Even geospatial data analytics firms are not likely to be purchased or to become publicly traded until they garner significant revenue, which takes time because customers still are identifying promising applications for the products, Larson said.

“Irrespective of some of the buzz, the hype, the excitement that comes along with space, it’s still a relatively new industry,” Larson said. “From the NewSpace side, it might be 10 years old. UrtheCast was one of the original ones along with Planet Labs and Skybox Imaging.”

(Google purchased Skybox Imaging in 2014, renamed it Terra Bella and sold it to Planet in 2017.)
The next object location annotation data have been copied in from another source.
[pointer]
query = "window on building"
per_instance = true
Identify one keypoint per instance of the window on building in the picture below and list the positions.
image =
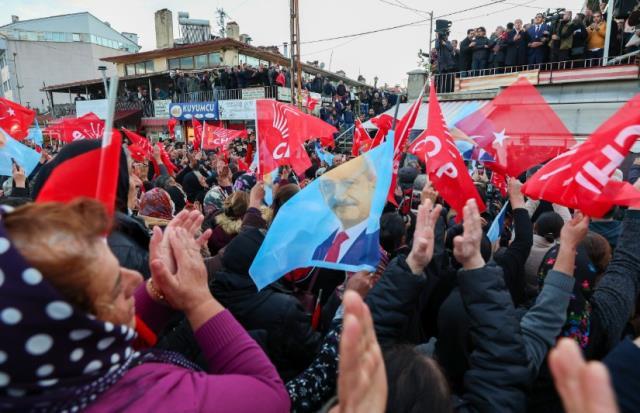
(215, 59)
(173, 64)
(201, 61)
(186, 62)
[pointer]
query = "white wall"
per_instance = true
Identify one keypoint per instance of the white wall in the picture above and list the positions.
(55, 63)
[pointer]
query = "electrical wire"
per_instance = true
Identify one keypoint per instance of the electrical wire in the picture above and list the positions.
(402, 25)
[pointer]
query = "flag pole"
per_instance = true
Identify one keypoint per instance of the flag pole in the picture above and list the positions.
(106, 136)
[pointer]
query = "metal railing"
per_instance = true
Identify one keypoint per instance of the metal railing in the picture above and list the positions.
(445, 82)
(260, 92)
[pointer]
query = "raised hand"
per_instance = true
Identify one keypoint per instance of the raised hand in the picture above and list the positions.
(466, 247)
(583, 387)
(186, 287)
(574, 231)
(423, 238)
(515, 193)
(159, 246)
(362, 382)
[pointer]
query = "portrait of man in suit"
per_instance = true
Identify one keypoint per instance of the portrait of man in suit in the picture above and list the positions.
(349, 193)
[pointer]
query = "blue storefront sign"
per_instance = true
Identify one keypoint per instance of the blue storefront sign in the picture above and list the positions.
(198, 110)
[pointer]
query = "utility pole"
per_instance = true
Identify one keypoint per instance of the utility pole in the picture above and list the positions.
(607, 38)
(430, 40)
(222, 28)
(296, 66)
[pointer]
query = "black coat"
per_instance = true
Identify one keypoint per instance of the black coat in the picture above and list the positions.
(129, 242)
(465, 55)
(288, 339)
(498, 371)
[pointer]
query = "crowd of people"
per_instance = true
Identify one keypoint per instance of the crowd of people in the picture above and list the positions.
(164, 316)
(555, 38)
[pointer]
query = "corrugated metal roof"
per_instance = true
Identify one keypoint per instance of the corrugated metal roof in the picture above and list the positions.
(451, 110)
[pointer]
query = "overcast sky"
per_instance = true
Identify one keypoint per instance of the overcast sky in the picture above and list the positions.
(388, 55)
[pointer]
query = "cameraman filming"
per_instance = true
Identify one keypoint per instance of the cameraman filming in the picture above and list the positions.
(447, 62)
(562, 38)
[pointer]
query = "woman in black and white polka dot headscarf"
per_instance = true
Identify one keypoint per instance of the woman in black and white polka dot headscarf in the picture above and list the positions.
(54, 354)
(67, 336)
Another obstacle to speedy exits is cash. It takes significant capital to build a space business.

Andrew Aldrin, director of the Aldrin Space Institute and the International Space University. Credit: Aldrin Family Foundation

“Companies that are building hardware to generate data from space live in a tough world,” said Andrew Aldrin, director of the Aldrin Space Institute and the International Space University Center for Space Entrepreneurship at Florida Institute of Technology. “It still takes a long time, there’s a lot of technical risk and frankly the margins on the hardware side of the business aren’t all that great.”

Firms developing space-related software and applications tend to offer more rapid returns for investors, Aldrin said. “The information side of the business looks a lot more like a business you expect to see in Silicon Valley,” he added.

For Aldrin, that dichotomy raises concern that investors will shun hardware startups in favor of more software-centric space companies.

Since space investments may not produce profits on the timelines needed to attract venture capital, “we need to find more patient capital for the hardware side,” Aldrin said.

PATIENT CAPITAL

Fortunately, patient capital is beginning to flow into the industry. Aldrin points to Voyager Space Holdings, the Denver firm established in 2019 by space angel investor Dylan Taylor to make long-term investments in the space sector.

Voyager acquired satellite servicing company Altius Space Machines in 2019 and space technology firm Pioneer Astronautics in July. In November, Voyager announced plans to acquire The Launch Company, an Alaska-based provider of rocket and spacecraft components, and ground equipment for launch sites.

In addition, private equity firms and holding companies Redwire, Amergint Technologies, Bradford Space and Noosphere Venture Partners have signaled their intention to continue to acquire space companies.

Major corporations are offering another form of patient capital. Raytheon Technologies’ announced plans in November to purchase Blue Canyon Technologies, a small satellite and spacecraft component manufacturer based in Boulder, Colorado. Industry giants Boeing, Lockheed Martin and Northrop Grumman also have acquired and invested in space industry startups and small satellite suppliers.

“I think that’s a tremendously positive development,” Aldrin said. Between corporate investment and holding companies, “you’re starting to see more patient capital.”